Cette œuvre fantastique commence alors comme un film d’horreur surnaturelle mais prendra une tournure toute autre. Puisque l’horreur n’est pas celle de la sorcière, elle se montrera plus puissante, plus terrible encore qu’elle est commune à plus de dix millions de femmes à travers le monde. Bulbbul apparaît comme l’archétype de la femme dont la vie a été choisie sans son consentement, asservie par une pédocriminalité légitimée en tradition culturelle.

« La seule chose personnelle dans la vie d’une femme, c’est son mari. »

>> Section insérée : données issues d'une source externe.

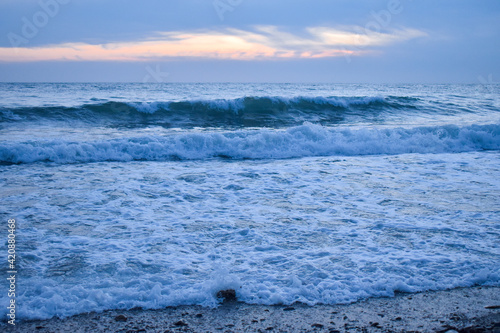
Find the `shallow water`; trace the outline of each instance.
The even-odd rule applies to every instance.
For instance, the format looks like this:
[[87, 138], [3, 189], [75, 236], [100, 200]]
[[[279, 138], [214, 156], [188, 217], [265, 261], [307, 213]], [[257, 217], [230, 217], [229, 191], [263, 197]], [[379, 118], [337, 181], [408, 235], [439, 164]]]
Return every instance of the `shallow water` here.
[[[121, 93], [133, 105], [126, 87], [105, 86], [98, 98], [107, 103]], [[228, 98], [258, 88], [244, 86], [238, 95], [232, 87]], [[460, 99], [451, 96], [460, 86], [413, 93], [343, 86], [343, 98], [385, 103], [390, 93], [418, 101], [401, 112], [384, 104], [377, 121], [369, 102], [370, 115], [354, 110], [361, 116], [347, 123], [308, 119], [276, 128], [235, 128], [227, 118], [211, 127], [169, 127], [137, 115], [128, 127], [106, 119], [96, 125], [75, 120], [71, 110], [58, 119], [4, 119], [0, 201], [2, 218], [17, 221], [18, 316], [215, 306], [217, 291], [228, 288], [247, 303], [335, 304], [500, 285], [499, 110], [491, 89], [466, 88]], [[43, 95], [49, 88], [38, 89]], [[87, 89], [83, 95], [91, 96]], [[304, 85], [274, 89], [281, 100], [291, 92], [332, 99], [324, 85], [313, 93]], [[39, 104], [86, 102], [45, 94]], [[446, 112], [426, 107], [445, 102], [454, 105]], [[4, 113], [25, 115], [9, 103]], [[28, 98], [23, 108], [40, 113], [34, 103]], [[293, 104], [285, 117], [300, 107]], [[328, 110], [338, 106], [320, 111]]]

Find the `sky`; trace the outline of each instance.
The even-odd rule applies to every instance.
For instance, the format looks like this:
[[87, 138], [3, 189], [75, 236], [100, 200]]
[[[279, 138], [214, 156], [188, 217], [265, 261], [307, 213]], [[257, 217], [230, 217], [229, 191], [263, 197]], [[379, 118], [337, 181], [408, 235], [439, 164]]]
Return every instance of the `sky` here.
[[0, 0], [2, 82], [498, 83], [498, 0]]

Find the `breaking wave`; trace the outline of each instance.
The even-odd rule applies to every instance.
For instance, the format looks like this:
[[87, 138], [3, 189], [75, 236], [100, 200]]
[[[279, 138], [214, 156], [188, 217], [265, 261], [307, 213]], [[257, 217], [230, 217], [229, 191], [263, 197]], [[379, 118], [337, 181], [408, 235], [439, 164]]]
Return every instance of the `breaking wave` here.
[[500, 149], [500, 125], [415, 128], [341, 128], [305, 123], [286, 130], [239, 130], [143, 136], [102, 141], [28, 141], [0, 144], [0, 162], [88, 163], [286, 159]]
[[91, 124], [168, 127], [286, 127], [304, 121], [337, 124], [349, 116], [417, 109], [410, 97], [242, 97], [165, 102], [116, 102], [76, 107], [44, 106], [0, 109], [1, 122], [82, 121]]

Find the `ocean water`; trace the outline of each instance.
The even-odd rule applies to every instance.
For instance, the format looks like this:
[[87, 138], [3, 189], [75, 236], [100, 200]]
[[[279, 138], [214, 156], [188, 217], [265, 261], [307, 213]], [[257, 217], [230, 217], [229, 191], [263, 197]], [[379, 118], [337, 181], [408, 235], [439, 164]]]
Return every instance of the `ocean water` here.
[[3, 83], [0, 186], [21, 319], [498, 286], [500, 86]]

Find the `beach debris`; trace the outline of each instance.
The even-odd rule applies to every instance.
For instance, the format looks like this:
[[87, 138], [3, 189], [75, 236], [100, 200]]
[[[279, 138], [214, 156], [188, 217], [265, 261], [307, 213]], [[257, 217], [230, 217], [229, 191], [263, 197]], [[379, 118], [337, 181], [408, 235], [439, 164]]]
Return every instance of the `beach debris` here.
[[488, 305], [484, 307], [485, 309], [496, 310], [500, 309], [500, 305]]
[[195, 315], [195, 317], [196, 317], [196, 318], [201, 318], [201, 317], [203, 317], [203, 315], [202, 315], [201, 313], [197, 313], [197, 314]]
[[222, 299], [222, 302], [235, 302], [236, 291], [234, 289], [220, 290], [217, 292], [217, 298]]
[[295, 310], [295, 308], [293, 306], [288, 306], [288, 307], [283, 309], [283, 311], [293, 311], [293, 310]]
[[115, 321], [127, 321], [127, 317], [124, 315], [118, 315], [115, 317]]
[[174, 326], [188, 326], [188, 324], [186, 324], [182, 320], [179, 320], [179, 321], [177, 321], [177, 322], [174, 323]]
[[311, 326], [314, 328], [323, 328], [324, 327], [324, 325], [321, 325], [321, 324], [312, 324]]

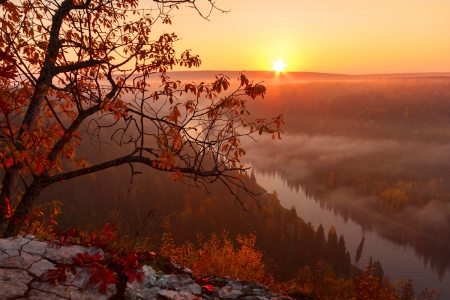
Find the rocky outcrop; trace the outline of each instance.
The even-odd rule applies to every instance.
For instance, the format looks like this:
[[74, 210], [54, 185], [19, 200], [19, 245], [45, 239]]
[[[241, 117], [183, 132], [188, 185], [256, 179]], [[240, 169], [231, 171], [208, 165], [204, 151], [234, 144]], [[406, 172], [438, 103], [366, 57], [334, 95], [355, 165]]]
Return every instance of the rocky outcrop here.
[[99, 253], [99, 248], [81, 246], [53, 248], [33, 236], [0, 240], [0, 299], [108, 299], [116, 293], [109, 285], [105, 294], [87, 284], [90, 276], [86, 268], [76, 267], [66, 282], [57, 285], [39, 280], [56, 264], [71, 264], [77, 253]]
[[189, 269], [178, 267], [179, 274], [157, 274], [144, 266], [142, 283], [127, 283], [125, 292], [118, 294], [114, 284], [107, 284], [105, 293], [98, 285], [89, 284], [89, 268], [75, 267], [75, 274], [67, 272], [64, 282], [40, 279], [58, 264], [72, 264], [77, 253], [101, 254], [99, 248], [82, 246], [52, 247], [31, 235], [0, 240], [0, 300], [4, 299], [291, 299], [273, 294], [266, 286], [228, 277], [197, 279]]

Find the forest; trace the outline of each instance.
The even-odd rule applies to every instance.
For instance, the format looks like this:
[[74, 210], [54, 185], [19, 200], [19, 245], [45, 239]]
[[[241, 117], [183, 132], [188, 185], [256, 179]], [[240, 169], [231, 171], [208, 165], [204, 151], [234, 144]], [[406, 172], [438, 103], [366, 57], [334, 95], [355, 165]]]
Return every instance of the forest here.
[[363, 228], [413, 245], [443, 276], [449, 85], [446, 77], [418, 77], [274, 86], [252, 109], [283, 111], [284, 145], [261, 139], [246, 159]]
[[[95, 153], [92, 156], [95, 157]], [[266, 192], [251, 173], [243, 177], [246, 186], [262, 194], [256, 199], [241, 195], [244, 210], [223, 185], [214, 184], [211, 193], [206, 193], [174, 182], [170, 174], [140, 171], [143, 174], [136, 176], [131, 185], [127, 180], [121, 180], [130, 176], [129, 170], [122, 167], [103, 171], [99, 176], [90, 175], [88, 180], [78, 178], [51, 186], [42, 194], [38, 203], [41, 209], [37, 209], [36, 218], [28, 223], [28, 231], [39, 229], [41, 222], [47, 221], [38, 213], [42, 210], [48, 215], [47, 209], [54, 207], [50, 204], [59, 199], [62, 205], [57, 206], [61, 213], [55, 216], [54, 229], [91, 232], [98, 231], [105, 223], [116, 224], [120, 238], [146, 241], [152, 249], [167, 246], [164, 236], [170, 234], [172, 252], [166, 250], [166, 253], [186, 264], [194, 259], [186, 259], [186, 256], [204, 252], [201, 249], [204, 249], [205, 241], [214, 236], [226, 236], [223, 244], [217, 242], [220, 249], [227, 249], [227, 242], [238, 249], [239, 236], [254, 235], [252, 247], [261, 251], [258, 263], [264, 266], [264, 276], [253, 274], [250, 280], [259, 278], [273, 288], [301, 291], [300, 294], [315, 295], [317, 299], [333, 299], [334, 293], [340, 291], [339, 297], [345, 299], [345, 295], [355, 292], [357, 278], [362, 280], [361, 284], [366, 284], [369, 279], [375, 280], [372, 277], [375, 276], [384, 282], [380, 288], [402, 294], [401, 287], [392, 287], [398, 278], [384, 277], [382, 263], [359, 261], [358, 254], [347, 251], [344, 237], [333, 227], [319, 225], [314, 228], [303, 222], [297, 217], [295, 208], [283, 208], [276, 191]], [[197, 247], [199, 250], [195, 250]], [[181, 257], [180, 251], [184, 251]], [[213, 259], [208, 256], [202, 265], [215, 262], [217, 267], [220, 259]], [[367, 269], [370, 273], [363, 272], [366, 264], [373, 266]], [[225, 268], [225, 272], [232, 270]], [[244, 272], [249, 271], [244, 268]], [[403, 281], [397, 284], [400, 283]], [[409, 284], [412, 286], [411, 282]]]
[[[264, 105], [252, 109], [283, 111], [289, 135], [285, 159], [297, 155], [308, 161], [310, 174], [288, 174], [289, 184], [301, 184], [315, 195], [348, 188], [377, 198], [367, 201], [371, 210], [398, 216], [412, 213], [410, 208], [441, 207], [450, 201], [449, 86], [447, 78], [286, 85], [274, 88]], [[311, 143], [294, 149], [301, 142]], [[321, 149], [326, 143], [335, 149]], [[273, 146], [254, 148], [276, 153], [279, 147]], [[264, 169], [269, 163], [259, 166]], [[425, 216], [417, 221], [432, 236], [448, 238], [448, 232], [428, 224]]]
[[[398, 293], [397, 287], [392, 286], [396, 279], [390, 281], [384, 277], [379, 261], [359, 261], [361, 253], [359, 257], [357, 253], [349, 253], [344, 236], [334, 227], [314, 228], [311, 223], [305, 223], [295, 208], [282, 207], [276, 191], [264, 191], [251, 174], [243, 177], [245, 185], [261, 195], [255, 198], [241, 195], [242, 206], [224, 185], [213, 184], [210, 193], [206, 193], [173, 182], [170, 175], [142, 171], [132, 185], [119, 180], [127, 169], [117, 168], [100, 176], [91, 175], [89, 180], [79, 178], [52, 186], [43, 193], [35, 218], [28, 221], [25, 231], [39, 234], [38, 230], [48, 221], [39, 213], [47, 216], [48, 208], [58, 207], [61, 213], [53, 217], [57, 224], [51, 226], [57, 229], [56, 237], [61, 233], [68, 236], [73, 230], [98, 232], [104, 224], [115, 224], [119, 239], [140, 241], [139, 244], [145, 243], [151, 249], [160, 249], [161, 253], [194, 270], [201, 265], [199, 272], [212, 269], [222, 272], [219, 275], [232, 275], [233, 266], [220, 269], [224, 263], [222, 255], [215, 257], [215, 252], [202, 249], [212, 251], [211, 244], [216, 244], [213, 247], [216, 252], [229, 249], [227, 253], [236, 251], [239, 255], [243, 250], [237, 249], [245, 246], [250, 248], [245, 252], [246, 259], [259, 253], [255, 264], [263, 273], [254, 274], [252, 265], [246, 262], [238, 268], [239, 278], [257, 280], [274, 289], [333, 299], [336, 295], [352, 295], [357, 286], [354, 281], [360, 278], [361, 284], [369, 279], [378, 280], [384, 282], [380, 289], [386, 289], [389, 294]], [[61, 202], [52, 206], [56, 199]], [[247, 238], [254, 239], [250, 245], [245, 244]], [[363, 246], [362, 241], [360, 252]], [[200, 253], [205, 252], [206, 258], [201, 260]], [[369, 267], [364, 272], [366, 264]], [[327, 292], [323, 290], [325, 287]]]
[[[245, 159], [260, 171], [281, 173], [292, 188], [303, 189], [315, 201], [363, 226], [377, 228], [386, 216], [399, 217], [406, 226], [417, 226], [417, 232], [429, 240], [425, 245], [415, 245], [418, 253], [427, 257], [433, 268], [445, 272], [450, 262], [442, 235], [448, 231], [439, 226], [448, 226], [448, 218], [437, 223], [441, 219], [432, 217], [437, 210], [442, 214], [441, 204], [449, 195], [444, 184], [450, 180], [444, 160], [449, 84], [445, 78], [408, 78], [269, 87], [261, 105], [250, 102], [249, 108], [263, 116], [282, 111], [286, 120], [284, 140], [280, 145], [269, 146], [267, 143], [273, 143], [269, 138], [259, 140], [256, 147], [244, 144], [248, 149]], [[424, 100], [428, 95], [436, 95], [434, 104]], [[430, 132], [436, 137], [431, 139]], [[325, 147], [330, 143], [336, 153]], [[360, 145], [364, 146], [362, 150]], [[423, 150], [418, 153], [418, 149]], [[123, 155], [127, 149], [85, 144], [77, 151], [95, 164], [112, 155]], [[428, 158], [423, 151], [430, 153]], [[324, 159], [327, 156], [332, 158]], [[289, 163], [299, 160], [306, 164]], [[442, 163], [436, 163], [439, 160]], [[401, 164], [392, 168], [397, 161]], [[51, 185], [42, 192], [34, 215], [22, 230], [38, 233], [49, 221], [54, 222], [51, 228], [63, 231], [98, 230], [110, 223], [116, 224], [124, 236], [146, 240], [155, 249], [164, 245], [167, 233], [179, 247], [186, 243], [200, 247], [205, 239], [224, 232], [237, 247], [240, 235], [254, 235], [254, 246], [261, 249], [264, 269], [273, 280], [297, 280], [291, 282], [294, 288], [290, 290], [303, 286], [302, 291], [311, 295], [324, 288], [325, 278], [336, 278], [333, 284], [337, 286], [353, 282], [352, 286], [356, 276], [366, 274], [361, 272], [368, 262], [358, 261], [356, 253], [347, 251], [339, 232], [322, 225], [314, 228], [298, 218], [295, 208], [282, 207], [277, 192], [259, 186], [251, 170], [242, 180], [249, 191], [260, 193], [254, 198], [238, 189], [232, 194], [220, 183], [205, 190], [174, 182], [171, 174], [157, 170], [137, 167], [134, 172], [137, 175], [132, 176], [128, 167], [119, 166]], [[358, 200], [333, 200], [342, 191], [349, 199]], [[420, 207], [427, 208], [425, 212], [431, 216], [413, 218], [417, 213], [414, 210]], [[47, 212], [53, 212], [50, 219], [43, 217]], [[409, 230], [394, 228], [382, 234], [411, 243]], [[317, 263], [321, 271], [313, 275], [311, 270], [317, 269]], [[376, 277], [385, 279], [387, 287], [397, 280], [383, 277], [380, 262], [369, 265], [377, 266]], [[317, 280], [322, 283], [313, 292], [308, 289], [314, 286], [314, 276], [321, 278], [314, 279], [316, 284]]]
[[[264, 251], [268, 268], [278, 269], [274, 275], [280, 280], [292, 278], [301, 267], [313, 267], [321, 259], [331, 263], [335, 273], [350, 276], [351, 259], [344, 237], [322, 226], [316, 232], [298, 218], [295, 208], [283, 208], [276, 192], [255, 199], [243, 194], [244, 210], [224, 185], [215, 184], [206, 194], [173, 182], [171, 176], [145, 172], [128, 187], [119, 180], [122, 171], [57, 184], [43, 193], [40, 204], [54, 199], [62, 202], [62, 213], [55, 219], [57, 228], [64, 230], [98, 229], [105, 222], [114, 223], [123, 234], [151, 239], [154, 246], [161, 245], [164, 233], [170, 233], [177, 244], [195, 242], [198, 234], [210, 237], [223, 230], [233, 241], [238, 234], [254, 234], [256, 247]], [[251, 177], [244, 180], [249, 189], [262, 190]]]

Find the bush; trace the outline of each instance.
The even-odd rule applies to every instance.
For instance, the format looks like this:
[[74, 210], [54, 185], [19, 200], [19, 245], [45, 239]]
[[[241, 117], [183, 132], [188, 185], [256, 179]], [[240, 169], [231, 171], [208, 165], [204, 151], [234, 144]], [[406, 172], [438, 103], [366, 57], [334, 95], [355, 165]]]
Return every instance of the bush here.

Bulbbul cache derrière un sourire bienveillant et heureux des expériences traumatisantes qui seront données sous forme de flashback bien amenés : l’étrange relation qu’elle entretenait avec son mari, l’amour qu’elle portait pour son jeune beau-frère lorsqu’il était enfant et les taquineries de son autre beau-frère, déficient mental. La jeune femme est alors définie intégralement par les rapports qu’elle établit avec son entourage masculin. Puis, l’intrigue se démêle et apparait bien plus complexe. Son mari quitta le domaine après l’avoir battue afin de l’empêcher à tout jamais de marcher normalement, lorsqu’il apprit les sentiments qu’elle réservait à son jeune frère. En convalescence après ces sévices, elle fut violée par son autre beau-frère qui ne prit même pas conscience de son acte, souffrant de problèmes mentaux. C’est suite à la punition de son époux et de son agression sexuelle qu’elle se transforme en une créature magique et vengeresse. Et si la sorcière cherchait à protéger les femmes d’une société hautement patriarcale ? Son image change peu à peu, partant de la vile créature sanglante imaginée par les villageois·es, puis en le meurtrier forcément masculin envisagé par le beau-frère, jusqu’à la défenseuse des opprimées incarnée par Bulbbul. Elle fera alors la liste des individus tués : des maris violents, des pédophiles, des violeurs. Depuis le début de l’histoire, la jeune femme veillait en réalité à ce que son drame ne se reproduise pas ou soit vengé. Les victimes n’étaient donc pas ces hommes retrouvés morts dans d’étranges conditions mais bien les femmes qui avaient croisé leur chemin…

Anvita Dutt retourne à la perfection le schéma classique d’un thriller avec un enquêteur masculin qui recherche avec énergie le tueur sanguinaire ayant causé la désolation dans un petit village, ou encore d’une romance bollywoodienne impossible, pour finalement changer de protagoniste principal·e au milieu du film et trouver les réelles victimes du récit. Ce film plutôt lent et contemplatif conte une histoire puissante et terrible tout en faisant de sa personnage principale une féministe qui inspire le respect.